Judge Parker presided for 21 years and became known as the “Hanging Judge” for sentencing to death 160 people who ultimately met their fate at the Ft. Smith gallows. Now, visitors from around the world come to visit this unique location that played an important role in taming the Old West.
The Park and Grounds
When visiting the park, you’ll start at the Visitors Center, located in the former military barracks/courthouse/jail building. Park Ranger Pat Schmidt recommends the 15-minute introductory film that “gives a great overview of history and perspective” to the site. For example, visitors learn why outlaws called the original jail “Hell on the Border” before Anna Dawes, daughter of a Massachusetts senator, visited the jail and wrote an article about the deplorable conditions leading Congress to approve funds for construction of a new jail in 1888.
Exhibits on the fort’s military personnel, the Trail of Tears (the name given to the deadly march of Indians from their southeastern American homelands to Indian Territory), Parker’s courtroom and two jails are included at the Visitor’s Center. On the site grounds, visitors can explore the first fort, the Trail of Tears Overlook on the Arkansas River, the military’s Commissary building and reconstructed gallows.
Schmidt explains that children of all ages are welcome to participate in the Junior Park Ranger Program. Intended for children ages 5 – 12, the program gives young visitors an interactive and educational way to tour the site. The free, age-appropriate Junior Park Ranger activity booklets are available at the Visitor’s Center or can be downloaded on the park’s website prior to visiting.
Located in downtown Ft. Smith, the Ft.
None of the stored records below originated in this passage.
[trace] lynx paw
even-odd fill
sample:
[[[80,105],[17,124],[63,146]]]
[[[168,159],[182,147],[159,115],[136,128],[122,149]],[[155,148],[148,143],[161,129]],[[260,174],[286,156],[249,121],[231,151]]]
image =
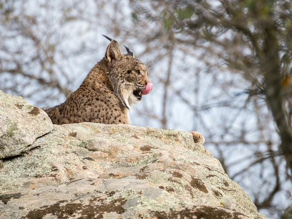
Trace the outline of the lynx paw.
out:
[[[193,135],[193,139],[195,143],[202,144],[205,142],[205,139],[201,134],[198,132],[191,132]]]

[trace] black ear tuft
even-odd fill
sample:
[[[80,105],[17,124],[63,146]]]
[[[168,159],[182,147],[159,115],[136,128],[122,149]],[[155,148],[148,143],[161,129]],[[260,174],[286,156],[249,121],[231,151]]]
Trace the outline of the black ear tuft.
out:
[[[124,46],[125,46],[125,48],[126,48],[126,49],[127,50],[127,51],[128,52],[128,53],[127,54],[127,55],[131,56],[132,56],[133,57],[134,57],[134,53],[133,53],[132,52],[131,52],[130,51],[128,47],[127,47],[127,46],[126,46],[125,45],[124,45]]]
[[[110,37],[108,37],[106,35],[104,35],[103,34],[102,34],[102,36],[103,36],[104,37],[105,37],[106,38],[107,38],[108,40],[109,40],[110,41],[111,41],[112,40],[111,39],[111,38],[110,38]]]

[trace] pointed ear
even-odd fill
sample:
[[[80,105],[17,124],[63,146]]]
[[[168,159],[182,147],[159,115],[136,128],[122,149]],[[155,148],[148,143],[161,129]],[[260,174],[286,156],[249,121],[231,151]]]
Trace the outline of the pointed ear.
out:
[[[122,55],[119,43],[112,40],[107,48],[105,57],[110,63],[115,60],[119,60]]]

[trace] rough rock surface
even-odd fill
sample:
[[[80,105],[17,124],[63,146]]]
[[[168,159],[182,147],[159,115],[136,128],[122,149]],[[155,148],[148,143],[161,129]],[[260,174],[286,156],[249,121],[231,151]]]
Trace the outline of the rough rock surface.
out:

Smith National Historic Site provides a convenient weekend or summer family getaway. A few restaurants are located within walking distance of the park including an old-fashioned malt shop. Picnic tables are provided near the main parking lot for those wanting to eat lunch or snacks on the grounds.
The Visitor’s Center is open 9:00am – 5:00pm daily, except Christmas and New Year’s Day. If not attending on a National Park Fee-Free Day, the entrance fees are reasonable at $4 for individuals 16 years old and above (15 and under are free).
“Whether or not it’s during one of the 17 fee-free days, I encourage everyone to visit a park near them and enjoy the remarkable landscapes and historical and cultural sites that are unique to our great country,” Salazar said. If you’ve never been to a national park or haven’t visited one recently, make 2012 your year and the Ft. Smith National Historic Site your first park destination.
Visit Ft. Smith
For more information on the Ft. Smith National Historical Site or participating fee-free day parks, visit the U.S. National Park website at www.nps.gov/findapark/feefreeparks.htm. To contact the Ft. Smith National Historic Site, call 479-783-5307. Information on overnight accommodations is available at Miss Laura’s Social Club (the Ft. Smith Welcome Center, a restored 19th century bordello and an historical must-see of its own), by calling 800-637-1477.
National Park Fee-Free Park Days
Admission will be free to participating U.S. National Parks on the following days in 2012:
- January 14-16: Martin Luther King, Jr. weekend
- April 21-29: National Park Week
- June 9: Get Outdoors Day
- September 29: National Public Lands Day
- November 10-12: Veteran’s Day weekend
Karen Mitchell, a lifelong resident of the Oklahoma City metro area, lives in Edmond with her husband Mark, teenage son, Ryan, and one spoiled Welsh corgi. Daughter Megan attends OSU in Stillwater.